The present invention relates to a shipping and point-of-sale or counter display package for candy bars, particularly chocolate bars, with a package cardboard and on its front side a detachable section which covers the crease line located on the bottom side of the package.
Such a package which can be opened and installed for the removal of candy bars has become known in the art from German Utility Patent No. 1,886,455. It uses an enveloping package cardboard with cornered edges along whose periphery runs a closed perforation line which partially serves as tear-open and crease line. Because of the pronounced edgy shape of the package, it is impossible to know which side represents the front and which side represents the rear side. On the one side, there is located in the area of the perforation line a detachable section whose contour is also outlined by a perforated line. This section can be torn out so that the package content becomes more easily accessible. For example, the package is opened by tearing out the perforated section and, by folding the package sections connected along the crease line, is placed upon a surface, e.g., a table so that the candy bars can be individually removed in this position. It is found cumbersome in use that the display position is not fixed in any way, so that the package during the removal of a chocolate bar slides and returns to the flat position in which the chocolate bars get in each other's way due to their arrangement in the package cardboard. The known package designed as a 100 gram package contains eight chocolate bars, which are arranged in two groups of four bars each symmetrically around the crease line, with the narrow end facing one another.
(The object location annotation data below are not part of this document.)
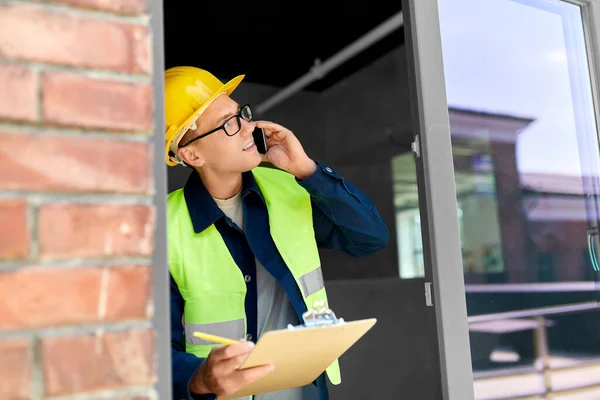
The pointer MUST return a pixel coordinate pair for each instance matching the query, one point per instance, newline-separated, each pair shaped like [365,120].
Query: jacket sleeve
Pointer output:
[344,218]
[184,365]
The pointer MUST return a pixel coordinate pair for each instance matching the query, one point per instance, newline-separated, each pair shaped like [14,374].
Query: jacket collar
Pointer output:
[203,210]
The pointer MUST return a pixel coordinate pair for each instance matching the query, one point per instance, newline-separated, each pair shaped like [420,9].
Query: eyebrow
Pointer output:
[228,115]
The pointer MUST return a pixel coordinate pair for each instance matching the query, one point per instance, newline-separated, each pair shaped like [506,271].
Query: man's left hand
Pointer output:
[285,151]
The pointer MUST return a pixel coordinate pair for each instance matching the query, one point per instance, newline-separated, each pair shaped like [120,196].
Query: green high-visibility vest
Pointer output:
[211,283]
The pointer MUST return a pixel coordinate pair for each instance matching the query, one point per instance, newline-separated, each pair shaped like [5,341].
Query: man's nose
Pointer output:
[247,127]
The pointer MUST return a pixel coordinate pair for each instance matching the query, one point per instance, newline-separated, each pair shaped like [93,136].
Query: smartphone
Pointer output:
[260,140]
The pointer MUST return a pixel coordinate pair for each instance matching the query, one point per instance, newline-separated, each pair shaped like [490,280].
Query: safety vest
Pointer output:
[211,283]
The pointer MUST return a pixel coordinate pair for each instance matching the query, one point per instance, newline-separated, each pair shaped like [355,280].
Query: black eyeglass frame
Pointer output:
[245,113]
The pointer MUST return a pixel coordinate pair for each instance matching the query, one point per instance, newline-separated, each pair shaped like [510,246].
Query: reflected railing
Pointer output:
[547,378]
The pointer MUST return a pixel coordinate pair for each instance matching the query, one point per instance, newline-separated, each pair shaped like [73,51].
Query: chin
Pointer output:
[255,162]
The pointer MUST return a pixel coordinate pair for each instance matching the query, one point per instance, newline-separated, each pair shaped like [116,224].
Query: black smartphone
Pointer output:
[260,140]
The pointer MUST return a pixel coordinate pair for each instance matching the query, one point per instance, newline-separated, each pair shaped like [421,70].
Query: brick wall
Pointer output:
[76,207]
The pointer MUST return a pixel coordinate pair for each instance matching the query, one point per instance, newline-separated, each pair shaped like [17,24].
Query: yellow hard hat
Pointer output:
[188,92]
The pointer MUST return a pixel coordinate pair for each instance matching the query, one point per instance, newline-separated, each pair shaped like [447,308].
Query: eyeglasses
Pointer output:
[231,127]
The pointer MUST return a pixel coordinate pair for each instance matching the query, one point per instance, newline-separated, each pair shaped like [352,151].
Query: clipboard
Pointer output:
[302,353]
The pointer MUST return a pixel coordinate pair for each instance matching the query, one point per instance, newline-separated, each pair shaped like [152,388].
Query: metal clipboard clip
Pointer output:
[319,315]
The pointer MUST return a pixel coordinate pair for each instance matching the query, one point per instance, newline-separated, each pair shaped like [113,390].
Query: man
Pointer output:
[243,239]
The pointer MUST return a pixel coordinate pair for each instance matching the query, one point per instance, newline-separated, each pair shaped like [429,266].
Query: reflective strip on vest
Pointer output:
[312,282]
[228,329]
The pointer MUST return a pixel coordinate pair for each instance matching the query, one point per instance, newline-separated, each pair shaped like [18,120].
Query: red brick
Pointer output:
[15,369]
[74,164]
[14,235]
[74,100]
[32,32]
[42,297]
[89,230]
[110,360]
[18,100]
[118,6]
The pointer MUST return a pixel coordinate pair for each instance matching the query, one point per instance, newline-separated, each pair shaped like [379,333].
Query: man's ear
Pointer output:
[191,156]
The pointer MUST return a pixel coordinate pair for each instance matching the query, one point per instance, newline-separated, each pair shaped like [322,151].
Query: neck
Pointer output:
[221,186]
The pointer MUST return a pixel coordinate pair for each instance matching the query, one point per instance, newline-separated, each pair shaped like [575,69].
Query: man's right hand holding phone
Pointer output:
[219,373]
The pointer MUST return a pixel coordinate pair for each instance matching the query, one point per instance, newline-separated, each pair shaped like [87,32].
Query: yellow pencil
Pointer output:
[214,338]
A similar package has become known from German Utility Patent No. 1,988,559 which, however, has no detachable section. Adjacent to a continuous incision, are two perforated lines so that a flap is formed which can be torn open and bent over. The removal of the candy bars from this package is cumbersome.
It is, therefore, an object of the present invention to provide a shipping and counter display package of the initially described type which better serves its purposes during the opening and removal of candy bars. There must be the possibility of bending the package without difficulty, and to remove candy bars in the display position without running the risk that the package collapses into a flat condition.
Another object of the present invention is to provide a shipping and counter display package which may be readily assembled without requiring special skills.
A further object of the present invention is to provide a shipping and counter display package, as described, which may be economically fabricated.